8 January, 2020 - Slovenia’s declaration of independence on 25 June 1991 came just a few months before the fall of the Berlin Wall in November, and the ensuing collapse of the post-World War 2 order in Europe. While there were many differences between East and West, and many reasons for the break-up of Yugoslavia and end of the Soviet Union, economics undoubtedly played a key role, and living standards a much-watched indicator of the success, or failure, of the transition to a market economy. Although, once again, note that Slovenia (as part of Yugoslavia) was not a member of the USSR, and operated a different, more open and non-aligned form of socialism than that seen behind the Iron Curtain.

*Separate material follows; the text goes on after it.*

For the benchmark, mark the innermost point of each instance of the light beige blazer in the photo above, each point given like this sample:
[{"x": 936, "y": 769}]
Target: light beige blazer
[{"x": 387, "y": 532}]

Still, how have the various economies of post-communist Eastern and Central Europe fared in the three decades since opening to the world? One way to look at this is with the following video, which shows the GDP per capita from 1992 to 2017 for the top 10 nations included in the data. The GDP is presented in US dollars and Purchasing Power Parity (PPP) terms, a measure that considers the crude income compared to the prices of goods in the different countries. As such, it’s seen as a good measure of relative affluence, and for comparing the economic productivity and standards of living between different nations
It’s best and most fun to just watch the video, and see how nations rise and fall over time, but in summary: Slovenia starts at #2, slightly behind the Czech Republic (aka Czechia) in 1992. These two then stay at the top, very close together, until 1998, when Slovenia takes pole position. After this, Slovenia pulls ahead, soon maintaining a lead of some US$2,000 until 2007, when Czechia closes the gap, then takes over the top spot in 2009. Slovenian then regains #1 for 2010 and 2011, but after that Czechia is in the lead.
Another way to look at this data is to zoom out and put Slovenia among the all the other EU Member States, with the country having joined the organisation in 2004. It’s on watching this you may have some questions about Luxembourg, with a population just under a third that of Slovenia.
Note that the first the video was produced by Lionwork Statistics, and was released with the following notes:
- There was no data available for Slovenia, Croatia, Latvia, Lithuania, and Estonia until 1995. In these cases, the average growth rate of the nearest region was used to calculate the estimated value. In the case of Estonia, data are shown from 1993, since no similar region is present due to geographical placement.
- The comparison includes Albania, North Macedonia, Montenegro, Serbia, Bosnia and Herzegovina Slovenia, Lithuania, Latvia, Estonia, Hungary, Slovakia, Czech Republic, Poland, Croatia, Bulgaria, Romania, Moldova, Belarus, Russia, and Ukraine. Some never made it to the Top 10 during the time period.